Рано утром Бендер раскрыл свой акушерский саквояж, вынул оттуда милицейскую фуражку с гербом города Киева и, засунув ее в карман, отправился к Александру Ивановичу Корейко. По дороге он задирал молочниц, ибо час этих оборотистых женщин уже наступил, в то время как час служащих еще не начинался, и мурлыкал слова романса: «И радость первого свиданья мне не волнует больше кровь». Великий комбинатор немного кривил душой. Первое свидание с миллионером-конторщиком возбуждало его. Войдя в дом № 16 по Малой Касательной улице, он напялил на себя официальную фуражку и, сдвинув брови, постучал в дверь.

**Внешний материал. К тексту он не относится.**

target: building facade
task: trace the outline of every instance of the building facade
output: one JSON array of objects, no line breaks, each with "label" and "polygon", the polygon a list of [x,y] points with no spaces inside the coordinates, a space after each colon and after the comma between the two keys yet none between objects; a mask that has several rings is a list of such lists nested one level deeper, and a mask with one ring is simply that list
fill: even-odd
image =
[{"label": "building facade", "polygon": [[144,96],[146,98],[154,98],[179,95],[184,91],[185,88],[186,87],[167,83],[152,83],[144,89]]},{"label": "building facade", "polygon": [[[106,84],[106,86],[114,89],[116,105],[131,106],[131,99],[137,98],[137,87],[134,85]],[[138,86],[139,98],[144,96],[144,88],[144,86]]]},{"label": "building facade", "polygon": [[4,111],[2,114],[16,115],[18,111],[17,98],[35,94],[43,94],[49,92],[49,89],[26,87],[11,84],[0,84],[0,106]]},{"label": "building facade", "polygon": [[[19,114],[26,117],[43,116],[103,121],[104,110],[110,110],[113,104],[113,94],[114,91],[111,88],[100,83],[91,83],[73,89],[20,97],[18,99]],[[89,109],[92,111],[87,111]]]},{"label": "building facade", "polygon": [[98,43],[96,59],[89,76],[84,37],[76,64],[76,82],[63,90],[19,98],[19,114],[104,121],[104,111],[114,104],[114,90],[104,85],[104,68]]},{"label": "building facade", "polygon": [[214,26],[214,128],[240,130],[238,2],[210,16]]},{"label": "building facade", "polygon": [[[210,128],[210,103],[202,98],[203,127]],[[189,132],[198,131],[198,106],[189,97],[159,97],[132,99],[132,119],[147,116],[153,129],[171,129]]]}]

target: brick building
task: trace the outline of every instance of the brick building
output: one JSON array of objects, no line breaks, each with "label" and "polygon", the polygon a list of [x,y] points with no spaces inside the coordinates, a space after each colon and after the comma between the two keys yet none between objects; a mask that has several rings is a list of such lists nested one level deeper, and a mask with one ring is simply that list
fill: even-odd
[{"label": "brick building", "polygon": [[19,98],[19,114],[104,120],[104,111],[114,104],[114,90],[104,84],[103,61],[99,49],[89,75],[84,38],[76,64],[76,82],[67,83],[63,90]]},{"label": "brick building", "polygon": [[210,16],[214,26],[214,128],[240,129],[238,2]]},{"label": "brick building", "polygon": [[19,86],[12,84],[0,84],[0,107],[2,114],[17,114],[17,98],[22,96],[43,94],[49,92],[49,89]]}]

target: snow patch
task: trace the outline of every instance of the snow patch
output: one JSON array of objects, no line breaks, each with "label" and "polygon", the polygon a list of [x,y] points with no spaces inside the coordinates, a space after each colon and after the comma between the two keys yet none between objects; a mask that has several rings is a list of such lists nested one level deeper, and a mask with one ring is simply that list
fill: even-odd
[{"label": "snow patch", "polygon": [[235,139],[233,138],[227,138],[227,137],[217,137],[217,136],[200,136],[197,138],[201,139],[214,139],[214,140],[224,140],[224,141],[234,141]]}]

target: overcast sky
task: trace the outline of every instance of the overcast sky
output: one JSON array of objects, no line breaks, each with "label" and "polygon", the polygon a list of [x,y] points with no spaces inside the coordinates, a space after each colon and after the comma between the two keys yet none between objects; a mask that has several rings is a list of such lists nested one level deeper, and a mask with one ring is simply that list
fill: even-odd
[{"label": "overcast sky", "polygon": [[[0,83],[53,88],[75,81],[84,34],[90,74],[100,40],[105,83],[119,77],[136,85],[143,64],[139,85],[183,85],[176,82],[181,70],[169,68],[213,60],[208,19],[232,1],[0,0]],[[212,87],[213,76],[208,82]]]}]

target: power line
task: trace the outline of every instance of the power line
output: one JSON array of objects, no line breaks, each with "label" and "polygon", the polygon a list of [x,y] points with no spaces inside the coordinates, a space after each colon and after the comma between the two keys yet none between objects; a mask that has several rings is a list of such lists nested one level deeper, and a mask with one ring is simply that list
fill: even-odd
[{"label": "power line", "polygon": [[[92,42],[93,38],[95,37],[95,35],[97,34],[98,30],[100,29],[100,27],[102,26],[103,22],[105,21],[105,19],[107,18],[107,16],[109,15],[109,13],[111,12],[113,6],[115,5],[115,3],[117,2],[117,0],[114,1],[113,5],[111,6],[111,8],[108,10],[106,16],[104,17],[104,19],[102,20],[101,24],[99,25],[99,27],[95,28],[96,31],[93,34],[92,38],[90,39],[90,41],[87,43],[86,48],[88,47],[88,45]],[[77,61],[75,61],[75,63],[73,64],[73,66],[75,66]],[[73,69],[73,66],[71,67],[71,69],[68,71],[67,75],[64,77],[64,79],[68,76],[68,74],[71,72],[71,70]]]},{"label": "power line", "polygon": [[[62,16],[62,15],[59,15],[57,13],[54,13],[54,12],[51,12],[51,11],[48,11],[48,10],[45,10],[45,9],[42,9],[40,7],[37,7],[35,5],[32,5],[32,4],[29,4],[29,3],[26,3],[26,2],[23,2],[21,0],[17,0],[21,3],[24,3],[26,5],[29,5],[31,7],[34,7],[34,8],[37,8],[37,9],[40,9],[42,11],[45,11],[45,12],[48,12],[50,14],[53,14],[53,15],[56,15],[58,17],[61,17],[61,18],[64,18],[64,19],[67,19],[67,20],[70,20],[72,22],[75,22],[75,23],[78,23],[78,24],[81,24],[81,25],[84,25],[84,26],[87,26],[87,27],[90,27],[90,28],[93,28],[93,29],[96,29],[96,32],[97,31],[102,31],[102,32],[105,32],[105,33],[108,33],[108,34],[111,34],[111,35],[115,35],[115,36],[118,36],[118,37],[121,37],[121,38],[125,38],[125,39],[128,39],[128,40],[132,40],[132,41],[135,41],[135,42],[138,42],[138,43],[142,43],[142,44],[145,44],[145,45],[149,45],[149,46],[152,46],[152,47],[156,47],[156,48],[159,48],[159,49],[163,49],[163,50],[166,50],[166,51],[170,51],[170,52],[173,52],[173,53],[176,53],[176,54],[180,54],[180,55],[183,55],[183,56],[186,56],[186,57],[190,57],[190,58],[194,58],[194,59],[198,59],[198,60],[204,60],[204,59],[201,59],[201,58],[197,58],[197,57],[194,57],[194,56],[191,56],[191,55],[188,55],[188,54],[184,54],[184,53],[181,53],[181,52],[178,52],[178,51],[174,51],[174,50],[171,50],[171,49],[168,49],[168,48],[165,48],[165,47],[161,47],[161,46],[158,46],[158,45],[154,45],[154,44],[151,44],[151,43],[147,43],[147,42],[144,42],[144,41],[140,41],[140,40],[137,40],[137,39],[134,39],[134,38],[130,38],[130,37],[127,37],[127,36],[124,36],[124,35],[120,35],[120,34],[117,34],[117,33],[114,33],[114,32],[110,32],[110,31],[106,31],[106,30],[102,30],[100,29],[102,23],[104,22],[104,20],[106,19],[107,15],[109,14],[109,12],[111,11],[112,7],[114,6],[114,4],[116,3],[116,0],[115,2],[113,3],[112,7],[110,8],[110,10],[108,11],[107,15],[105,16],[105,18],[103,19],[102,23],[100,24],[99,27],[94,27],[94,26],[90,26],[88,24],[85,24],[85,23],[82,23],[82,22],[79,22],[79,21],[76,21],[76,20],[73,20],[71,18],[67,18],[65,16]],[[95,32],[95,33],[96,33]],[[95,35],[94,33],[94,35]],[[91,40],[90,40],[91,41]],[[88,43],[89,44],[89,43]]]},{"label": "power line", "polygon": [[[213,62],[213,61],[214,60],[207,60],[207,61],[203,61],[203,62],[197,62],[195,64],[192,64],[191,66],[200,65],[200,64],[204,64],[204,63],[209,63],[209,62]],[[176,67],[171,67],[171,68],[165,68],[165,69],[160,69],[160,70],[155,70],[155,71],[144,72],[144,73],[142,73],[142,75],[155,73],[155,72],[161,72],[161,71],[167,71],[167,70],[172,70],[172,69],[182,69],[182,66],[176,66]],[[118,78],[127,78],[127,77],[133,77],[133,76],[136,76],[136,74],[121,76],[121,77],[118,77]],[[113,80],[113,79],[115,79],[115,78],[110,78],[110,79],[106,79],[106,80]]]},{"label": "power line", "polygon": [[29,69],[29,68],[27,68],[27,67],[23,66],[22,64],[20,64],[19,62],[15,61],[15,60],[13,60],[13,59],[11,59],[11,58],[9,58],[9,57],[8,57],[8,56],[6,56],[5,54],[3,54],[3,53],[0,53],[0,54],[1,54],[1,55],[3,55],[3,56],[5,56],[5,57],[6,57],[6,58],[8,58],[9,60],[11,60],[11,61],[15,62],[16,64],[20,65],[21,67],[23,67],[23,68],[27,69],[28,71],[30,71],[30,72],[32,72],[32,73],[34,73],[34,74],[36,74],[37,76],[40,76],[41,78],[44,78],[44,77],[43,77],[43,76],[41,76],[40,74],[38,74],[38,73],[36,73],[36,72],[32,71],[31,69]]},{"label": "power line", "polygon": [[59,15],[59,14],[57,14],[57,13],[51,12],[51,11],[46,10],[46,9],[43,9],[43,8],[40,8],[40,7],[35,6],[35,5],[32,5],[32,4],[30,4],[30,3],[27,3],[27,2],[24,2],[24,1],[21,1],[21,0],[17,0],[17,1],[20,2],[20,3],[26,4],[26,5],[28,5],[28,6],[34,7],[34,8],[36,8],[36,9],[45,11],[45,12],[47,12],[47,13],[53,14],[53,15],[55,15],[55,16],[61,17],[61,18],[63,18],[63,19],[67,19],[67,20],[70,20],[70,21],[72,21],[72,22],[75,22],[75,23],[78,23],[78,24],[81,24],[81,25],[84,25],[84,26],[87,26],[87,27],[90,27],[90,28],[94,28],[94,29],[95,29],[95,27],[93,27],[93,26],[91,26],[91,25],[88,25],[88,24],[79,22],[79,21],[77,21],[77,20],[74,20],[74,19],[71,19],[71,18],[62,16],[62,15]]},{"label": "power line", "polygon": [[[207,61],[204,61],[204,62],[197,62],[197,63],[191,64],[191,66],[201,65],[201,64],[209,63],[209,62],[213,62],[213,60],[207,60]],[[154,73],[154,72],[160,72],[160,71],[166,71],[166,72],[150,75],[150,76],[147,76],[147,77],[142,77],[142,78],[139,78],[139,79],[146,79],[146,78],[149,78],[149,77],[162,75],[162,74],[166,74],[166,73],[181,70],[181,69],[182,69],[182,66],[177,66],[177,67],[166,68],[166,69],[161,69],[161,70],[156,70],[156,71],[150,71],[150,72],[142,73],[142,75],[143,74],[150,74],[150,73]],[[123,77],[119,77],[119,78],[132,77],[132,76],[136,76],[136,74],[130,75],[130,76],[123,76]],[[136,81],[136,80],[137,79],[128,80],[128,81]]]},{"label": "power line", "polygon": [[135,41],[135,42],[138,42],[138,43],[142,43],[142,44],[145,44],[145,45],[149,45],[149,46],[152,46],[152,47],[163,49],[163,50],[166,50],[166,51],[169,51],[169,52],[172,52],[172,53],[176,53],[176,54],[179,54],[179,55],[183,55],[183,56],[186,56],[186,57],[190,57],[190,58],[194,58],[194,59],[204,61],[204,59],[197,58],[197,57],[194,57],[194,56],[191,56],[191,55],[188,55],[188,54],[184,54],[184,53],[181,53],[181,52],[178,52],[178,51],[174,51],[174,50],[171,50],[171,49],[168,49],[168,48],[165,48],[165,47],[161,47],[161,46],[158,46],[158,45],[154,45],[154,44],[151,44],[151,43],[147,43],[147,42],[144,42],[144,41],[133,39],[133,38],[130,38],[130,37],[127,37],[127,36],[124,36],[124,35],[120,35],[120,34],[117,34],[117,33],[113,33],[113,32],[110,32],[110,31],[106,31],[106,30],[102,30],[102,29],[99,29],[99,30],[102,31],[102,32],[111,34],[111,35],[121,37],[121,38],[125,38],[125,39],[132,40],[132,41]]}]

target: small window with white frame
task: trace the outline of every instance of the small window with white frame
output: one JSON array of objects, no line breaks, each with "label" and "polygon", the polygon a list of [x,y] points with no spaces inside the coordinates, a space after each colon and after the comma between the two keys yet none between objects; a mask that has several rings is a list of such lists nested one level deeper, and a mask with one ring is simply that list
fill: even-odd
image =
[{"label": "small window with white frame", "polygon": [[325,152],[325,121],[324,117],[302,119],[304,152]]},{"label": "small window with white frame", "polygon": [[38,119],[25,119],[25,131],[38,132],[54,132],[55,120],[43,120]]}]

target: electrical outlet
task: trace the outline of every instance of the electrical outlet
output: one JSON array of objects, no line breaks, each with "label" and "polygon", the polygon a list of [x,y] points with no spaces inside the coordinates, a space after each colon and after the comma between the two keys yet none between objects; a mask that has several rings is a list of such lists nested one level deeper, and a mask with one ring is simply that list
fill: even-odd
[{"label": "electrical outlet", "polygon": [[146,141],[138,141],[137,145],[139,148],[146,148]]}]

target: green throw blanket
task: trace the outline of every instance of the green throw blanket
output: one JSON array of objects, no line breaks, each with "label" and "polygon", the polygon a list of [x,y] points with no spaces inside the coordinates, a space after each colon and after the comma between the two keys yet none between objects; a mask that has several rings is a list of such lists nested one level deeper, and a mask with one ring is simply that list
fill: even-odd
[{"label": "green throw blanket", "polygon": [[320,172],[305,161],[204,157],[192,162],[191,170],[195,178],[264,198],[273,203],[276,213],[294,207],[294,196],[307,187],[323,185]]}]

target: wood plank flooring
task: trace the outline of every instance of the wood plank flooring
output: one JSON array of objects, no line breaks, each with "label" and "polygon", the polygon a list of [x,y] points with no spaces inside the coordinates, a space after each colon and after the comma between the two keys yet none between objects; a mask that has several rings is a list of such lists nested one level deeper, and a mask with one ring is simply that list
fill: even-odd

Посредине комнаты стоял Александр Иванович. Он был в сетке-безрукавке и уже успел надеть брюки мелкого служащего. Комната была обставлена с примерной бедностью, принятой в дореволюционное время в сиротских приютах и тому подобных организациях, состоявших под покровительством императрицы Марии Федоровны. Здесь находились три предмета: железная лазаретная кроватка, кухонный стол с дверцами, снабженными деревянной щеколдой, какой обычно запираются дачные сортиры, и облезший венский стул. В углу лежали гантели и среди них две больших гири, утеха тяжелоатлета.